How can I change a Camera IP adress in the Android Application ?

One of my Camera’s have a confligt with another device in my Router…

Your Cam Pan v3’s IP is assigned by your router.

1 Like

To expand on what Seapup said. The Wyze cameras are strictly DHCP clients. They ALWAYS get an IP from whatever DHCP server is on your network. In most case that is one of the functions handled by your router - it CAN be some other device. If you are getting an IP conflict, MOST LIKLEY you have assigned a static IP address to some other device that happens to be within the range of IPs that your DHCP server is able to assign. There are a couple of solutions to this. I am going to give examples using fairly common IP ranges used by MANY consumer grade routers. For my examples, assume that the router has an IP of 192.168.1.1 with a subnet mask of 255.255.255.0 That means that all addresses on the local LAN will be between 192.168.1.2 and 192.168.1.254 For those that understand CIDR addressing, this makes this a network of 192.168.1.0/24

  1. Change the allowed IP range in your DHCP server so that the device or devices that static IP addresses are outside of the range of IPs that the DHCP can assign.

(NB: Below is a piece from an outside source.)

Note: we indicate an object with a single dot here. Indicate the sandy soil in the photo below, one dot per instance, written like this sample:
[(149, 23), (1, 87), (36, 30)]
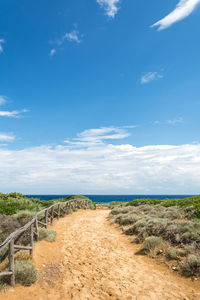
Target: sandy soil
[(94, 260)]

For example if you have a device that must be 192.168.1.10, change the allowed range of DHCP assigned addresses to exclude 192.168.1.10 - for example make the allowed range 192.168.1.11 - 192.168.1.254

  2. Change the device that has a static IP address to that it is operating as a DHCP client instead of having a static IP. If the device really must have that specific IP address, MOST DHCP servers have the ability to reserve a specific IP address for a specific MAC (Media Access Control - the actual physical address of the network interface on each device). In other works, set a DHCP reservation in the DHCP server for the MAC of the device to the needed IP address. Note, some DHCP servers use different terminology to describe reserving a specific IP address for a specific device.

For example. my Wyze cameras live on my IoT LAN which has an IP address range of 192.168.206.1 - 192.168.206.254. Every single known device has a DHCP reservation in my DHCP server. My Wyze cameras are 192.168.206.101 - 192.168.206.149 with each numbered camera having the camera number equal the last two digits - for example camera 41 is 192.168.206.141. Other IoT device are in other ranges within the 192.168.206.1 - 192.168.206.254 range. Unknown devices are assigned addresses from a pool of addresses between 192.168.206.201 - 192.168.206.209.

4 Likes

I’m betting on double-NAT scenario.

2 Likes

Wow. I haven’t seen that happen in a long time. Hopefully you have one source for DHCP.

** Sorry I didn’t realize this was an old thread. It popped into my view. Can old threads be locked?